Terminons par les résultats obtenus au cours de la première année du plan : le 17 mai dernier, nous avons annoncé les meilleurs résultats de l’histoire de Nissan avec un bénéfice net (consolidé après impôts) de 3 milliards d’euros et une marge opérationnelle de 4,75%.
Évidemment ce résultat n’est qu’un début puisqu’il correspond à la première année d’un plan de trois ans. Le processus de remise en cause permanente permettra à Nissan de démontrer dans un avenir proche la pleine mesure de son potentiel.
Partie 3
La mondialisation
Élargissons la perspective, et voyons maintenant dans quel contexte cette opération se déroule et quels enseignements en tirer ? Tout d’abord deux constats, qu’il est difficile d’éluder :
- la mondialisation des échanges est une réalité. Au-delà du développement d’un marché mondial de biens et de services, on assiste à la mise en place d’un véritable système de production et de vente à l’échelle du globe ;
- la croissance mondiale, au cours des années 90, a été soutenue par les fusions-acquisitions d’entreprises.
La transparence, la fluidité et la vitesse, soutenues par le développement rapide et tous azimuts des nouvelles technologies de l’information, sont les caractéristiques majeures de cette nouvelle donne économique.
Je considère en tout cas ce mouvement comme une opportunité d’enrichissement plutôt qu’une menace, aussi bien sur un plan personnel que sur un plan plus collectif ou national. La France, que vous représenterez tous d’une manière ou d’une autre, tient une place originale dans ce mouvement.
(…)
Partie 4
La place de la France
Comment la France s’inscrit-elle dans ce mouvement ?
La première particularité de la France dans le monde du “ business ” est que son poids n’est pas mesurable, et de loin, suivant les seuls critères économiques. Il s’évalue autant de manière qualitative que quantitative. J’observe souvent que la France suscite à l’étranger un certain intérêt et une grande curiosité. Les expériences ou prises de position de la France font l’objet d’une attention probablement liée à notre originalité dans la façon d’aborder les problèmes et au caractère très spécifique, souvent étonnant pour l’opinion internationale, des propositions, des positions ou des expériences menées par la France.
Cette originalité qui se traduit concrètement par une forte capacité à la créativité ou l’attrait pour l’innovation se retrouve de l’aéronautique à l’automobile, de la haute couture à l’architecture. Elle est largement reconnue à l’étranger comme reflet d’un positionnement singulier de la France.
Ce qui fait sa particularité, c’est de ne pas accepter l’uniformité de la pensée, le monolithisme ou une pensée monodimensionnelle, mais au contraire de remettre constamment en question les idées et pensées admises par tous.
J’ajouterai que la France a souvent surpris dans son histoire.

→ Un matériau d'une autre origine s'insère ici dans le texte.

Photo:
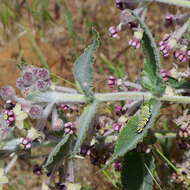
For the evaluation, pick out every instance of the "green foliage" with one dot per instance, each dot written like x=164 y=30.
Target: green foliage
x=59 y=152
x=83 y=68
x=151 y=78
x=129 y=136
x=84 y=124
x=137 y=171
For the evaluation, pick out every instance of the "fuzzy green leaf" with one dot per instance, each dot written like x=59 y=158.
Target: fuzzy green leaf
x=129 y=137
x=135 y=175
x=84 y=124
x=58 y=153
x=83 y=69
x=151 y=78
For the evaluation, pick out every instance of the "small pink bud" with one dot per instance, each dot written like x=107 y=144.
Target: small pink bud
x=7 y=92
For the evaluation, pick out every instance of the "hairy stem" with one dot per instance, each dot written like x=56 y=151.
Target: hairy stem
x=58 y=97
x=181 y=3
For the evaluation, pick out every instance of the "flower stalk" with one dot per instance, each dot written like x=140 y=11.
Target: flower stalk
x=58 y=97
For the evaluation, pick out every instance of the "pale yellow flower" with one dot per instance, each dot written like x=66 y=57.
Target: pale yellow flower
x=20 y=116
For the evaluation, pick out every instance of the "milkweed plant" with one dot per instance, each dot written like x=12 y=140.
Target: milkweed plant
x=125 y=143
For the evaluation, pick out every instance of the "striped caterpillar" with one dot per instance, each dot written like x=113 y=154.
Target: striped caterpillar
x=144 y=117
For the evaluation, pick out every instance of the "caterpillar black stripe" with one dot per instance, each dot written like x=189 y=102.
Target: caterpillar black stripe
x=144 y=117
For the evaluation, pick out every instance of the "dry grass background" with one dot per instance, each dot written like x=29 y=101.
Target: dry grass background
x=61 y=50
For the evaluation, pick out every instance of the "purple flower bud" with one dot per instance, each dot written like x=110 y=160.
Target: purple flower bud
x=26 y=142
x=20 y=83
x=118 y=108
x=64 y=107
x=69 y=128
x=134 y=43
x=7 y=92
x=60 y=186
x=43 y=74
x=120 y=5
x=184 y=132
x=180 y=55
x=28 y=77
x=132 y=25
x=188 y=53
x=42 y=85
x=117 y=165
x=35 y=112
x=37 y=170
x=117 y=126
x=165 y=74
x=85 y=150
x=111 y=81
x=169 y=19
x=9 y=105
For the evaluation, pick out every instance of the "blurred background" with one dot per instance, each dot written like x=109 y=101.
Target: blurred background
x=55 y=33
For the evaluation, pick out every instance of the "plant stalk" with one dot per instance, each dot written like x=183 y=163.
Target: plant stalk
x=59 y=97
x=181 y=3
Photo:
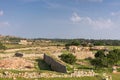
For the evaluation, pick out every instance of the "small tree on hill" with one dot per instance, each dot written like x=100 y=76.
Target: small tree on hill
x=2 y=46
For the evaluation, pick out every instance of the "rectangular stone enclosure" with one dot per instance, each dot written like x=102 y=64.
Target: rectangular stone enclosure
x=55 y=65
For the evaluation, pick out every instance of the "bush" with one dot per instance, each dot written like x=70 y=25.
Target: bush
x=68 y=58
x=2 y=46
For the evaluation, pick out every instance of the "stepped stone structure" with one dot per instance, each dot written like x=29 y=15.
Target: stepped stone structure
x=55 y=65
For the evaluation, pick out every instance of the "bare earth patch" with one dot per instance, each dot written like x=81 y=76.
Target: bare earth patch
x=15 y=63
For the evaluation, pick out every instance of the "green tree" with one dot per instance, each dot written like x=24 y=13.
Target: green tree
x=100 y=54
x=68 y=58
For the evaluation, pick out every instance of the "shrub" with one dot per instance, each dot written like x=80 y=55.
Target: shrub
x=68 y=58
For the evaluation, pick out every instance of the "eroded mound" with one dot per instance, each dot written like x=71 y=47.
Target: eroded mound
x=16 y=63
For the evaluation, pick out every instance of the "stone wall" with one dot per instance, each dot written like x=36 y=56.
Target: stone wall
x=55 y=65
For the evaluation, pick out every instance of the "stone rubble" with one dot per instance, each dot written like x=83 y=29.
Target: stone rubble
x=8 y=74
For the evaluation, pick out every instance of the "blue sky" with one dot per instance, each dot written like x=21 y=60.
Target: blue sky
x=90 y=19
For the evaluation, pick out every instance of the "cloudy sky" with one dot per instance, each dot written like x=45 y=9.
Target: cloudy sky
x=90 y=19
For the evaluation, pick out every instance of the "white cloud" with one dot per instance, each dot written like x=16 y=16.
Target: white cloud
x=75 y=18
x=98 y=23
x=115 y=13
x=1 y=13
x=2 y=24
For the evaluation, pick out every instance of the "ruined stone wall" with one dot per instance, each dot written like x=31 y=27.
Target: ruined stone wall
x=55 y=65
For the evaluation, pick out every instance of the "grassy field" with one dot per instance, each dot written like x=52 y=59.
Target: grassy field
x=82 y=78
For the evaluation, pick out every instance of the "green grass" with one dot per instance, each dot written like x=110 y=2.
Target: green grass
x=82 y=78
x=42 y=65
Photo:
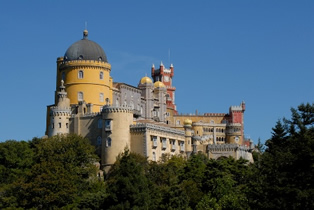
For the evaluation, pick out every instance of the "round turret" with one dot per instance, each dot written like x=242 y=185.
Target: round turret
x=146 y=80
x=188 y=122
x=85 y=49
x=159 y=84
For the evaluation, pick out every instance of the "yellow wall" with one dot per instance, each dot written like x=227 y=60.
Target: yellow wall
x=90 y=85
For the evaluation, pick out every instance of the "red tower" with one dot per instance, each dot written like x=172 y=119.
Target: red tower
x=165 y=75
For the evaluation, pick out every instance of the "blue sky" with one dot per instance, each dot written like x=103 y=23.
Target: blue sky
x=223 y=52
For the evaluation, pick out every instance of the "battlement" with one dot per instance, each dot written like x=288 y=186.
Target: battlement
x=113 y=109
x=60 y=111
x=205 y=114
x=88 y=63
x=227 y=147
x=141 y=127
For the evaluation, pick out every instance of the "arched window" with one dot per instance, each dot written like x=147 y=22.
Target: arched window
x=99 y=123
x=80 y=96
x=132 y=105
x=80 y=74
x=108 y=142
x=101 y=97
x=98 y=141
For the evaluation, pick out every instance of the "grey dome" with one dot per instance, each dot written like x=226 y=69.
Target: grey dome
x=85 y=50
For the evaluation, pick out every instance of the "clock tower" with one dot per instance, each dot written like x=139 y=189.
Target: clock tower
x=165 y=76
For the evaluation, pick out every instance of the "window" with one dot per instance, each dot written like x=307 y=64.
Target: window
x=173 y=144
x=63 y=76
x=108 y=125
x=182 y=146
x=164 y=143
x=154 y=139
x=101 y=97
x=98 y=141
x=108 y=142
x=132 y=105
x=80 y=74
x=80 y=96
x=99 y=123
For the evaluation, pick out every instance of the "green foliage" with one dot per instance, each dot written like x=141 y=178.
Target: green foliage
x=59 y=172
x=127 y=185
x=59 y=169
x=284 y=179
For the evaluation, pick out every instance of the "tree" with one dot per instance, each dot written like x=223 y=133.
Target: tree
x=64 y=169
x=287 y=165
x=16 y=159
x=127 y=185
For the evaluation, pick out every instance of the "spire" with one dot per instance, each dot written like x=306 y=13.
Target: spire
x=85 y=34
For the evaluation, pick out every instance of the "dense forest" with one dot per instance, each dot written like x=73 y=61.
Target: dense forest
x=60 y=172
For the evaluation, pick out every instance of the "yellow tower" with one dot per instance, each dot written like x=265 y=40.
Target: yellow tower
x=86 y=74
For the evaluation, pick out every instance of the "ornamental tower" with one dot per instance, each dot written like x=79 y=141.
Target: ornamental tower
x=60 y=114
x=165 y=75
x=86 y=74
x=85 y=70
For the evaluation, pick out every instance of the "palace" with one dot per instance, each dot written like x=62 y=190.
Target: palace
x=115 y=116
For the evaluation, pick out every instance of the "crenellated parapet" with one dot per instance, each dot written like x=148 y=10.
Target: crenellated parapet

Elle s’est distinguée à maintes reprises. Elle est perçue comme capable de surprendre et d’innover. On lui reconnaît de l’audace, une certaine forme de courage et un humanisme qui fait sa particularité. Mais un humanisme qui n’est pas uniquement, je dirais, philosophique ou abstrait, un humanisme qui est à la fois pensé et pratiqué, appliqué, mis en œuvre de manière concrète.
Je suis personnellement convaincu de l’efficacité des approches, des modes de raisonnement français. Le sens de la réflexion, de la précision et une vraie capacité à la remise en cause, ce que je pourrais appeler “la vertu scientifique du doute ”, sont des traits que je qualifierais de français.
Cette capacité à la remise en cause, notamment en période de crise, qu’elle soit économique ou identitaire, ce qui va souvent de pair, est pour moi l’atout majeur de notre pays ou de chacun d’entre nous pris individuellement. Ces crises peuvent affecter un pays, c’est le cas du Japon aujourd’hui, ou une entreprise, c’était le cas de Renault en 1996, lorsque je l’ai rejoint, c’était aussi le cas de Nissan en 1999, lorsque l’alliance avec Renault a été signée.
Pour avoir accompagné ces deux entreprises dans ces périodes délicates, je peux vous dire que des moments de crise se dégage une richesse impressionnante. Ce sont des moments privilégiés de recherche, de mutation, d’innovation et de dépassement. Des moments où il y a place pour des idées nouvelles qui peuvent conduire à des évolutions positives ou négatives, certes, mais au moins il y a tentative et mouvement.
Conclusion
Vous avez l’âge du mouvement et de l’élan…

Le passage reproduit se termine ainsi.